Reputation: 2597
Suppose I have two Data Frames:
Data frame 1 (let's call this Data1):
V1 V2
1 "AB"
3 "XY"
5 "DH"
8 "ST"
7 "RE"
code for Data1:
V1 <- c(1,3,5,8,7)
V2 <- c("AB","XY", "DH", "ST","RE")
Data1 <- data.frame(V1,V2)
Data frame 2 (lets call this Data2):
V1 V2
1 "AB"
2 "ZZ"
3 "XY"
5 "DH"
8 "ST"
code for Data2:
V1 <- c(1,2,3,5,8)
V2 <- c("AB","ZZ","XY","DH","ST")
Data2 <- data.frame(V1,V2)
If you notice, Data2's second row (where V2's value is "ZZ") is not present in Data1 AND the last row in Data1 (where V2's value is "RE") is not present in Data2.
A) I would like to make a list of all V2 values that are NOT present in either of the data frames.
For this example that would be "ZZ" and "RE".
B) I would like to make a list of all V2 values that ARE present in both data frames.
For this example, the result would be "AB", "XY", "DH", "ST".
Upvotes: 1
Views: 1022
Reputation: 55420
you are looking for ?setdiff
and ?intersect
inters <- intersect(DF2$V2, DF1$V2)
[1] "AB" "XY" "DH" "ST"
setdf <- c(setdiff(DF2$V2, DF1$V2), setdiff(DF1$V2, DF2$V2))
[1] "ZZ" "RE"
Upvotes: 2
Reputation: 2393
You can use the %in%
expression to find whether values of V2
exist in both dataframes. Use the not expression (!
) to find those that do not exist in both dataframes, and then bind the results together from both of those.

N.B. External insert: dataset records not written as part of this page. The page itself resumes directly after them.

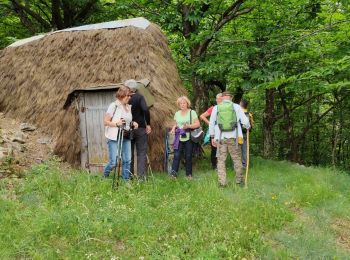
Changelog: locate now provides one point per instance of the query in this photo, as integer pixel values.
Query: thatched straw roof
(36, 77)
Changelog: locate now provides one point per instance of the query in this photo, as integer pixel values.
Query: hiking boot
(173, 174)
(240, 182)
(222, 185)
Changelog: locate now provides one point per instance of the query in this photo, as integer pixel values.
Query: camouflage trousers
(234, 149)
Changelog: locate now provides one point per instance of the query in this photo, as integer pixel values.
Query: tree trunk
(200, 94)
(268, 122)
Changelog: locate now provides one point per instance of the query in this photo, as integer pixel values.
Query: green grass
(288, 211)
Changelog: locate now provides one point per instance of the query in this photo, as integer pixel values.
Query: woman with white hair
(185, 120)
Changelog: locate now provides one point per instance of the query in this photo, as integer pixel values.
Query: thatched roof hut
(37, 76)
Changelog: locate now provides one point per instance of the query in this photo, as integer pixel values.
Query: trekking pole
(116, 160)
(247, 168)
(120, 138)
(149, 166)
(165, 151)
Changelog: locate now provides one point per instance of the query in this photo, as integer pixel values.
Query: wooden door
(94, 154)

> rbind(Data1[!Data1$V2 %in% Data2$V2,], Data2[!Data2$V2 %in% Data1$V2,])
V1 V2
5 7 RE
2 2 ZZ
> unique(rbind(Data1[Data1$V2 %in% Data2$V2,], Data2[Data2$V2 %in% Data1$V2,]))
V1 V2
1 1 AB
2 3 XY
3 5 DH
4 8 ST
On this last piece: if every V1,V2 combination will be the same, you can simply write
Data1[Data1$V2 %in% Data2$V2,]
and save yourself some lines of code.
Upvotes: 2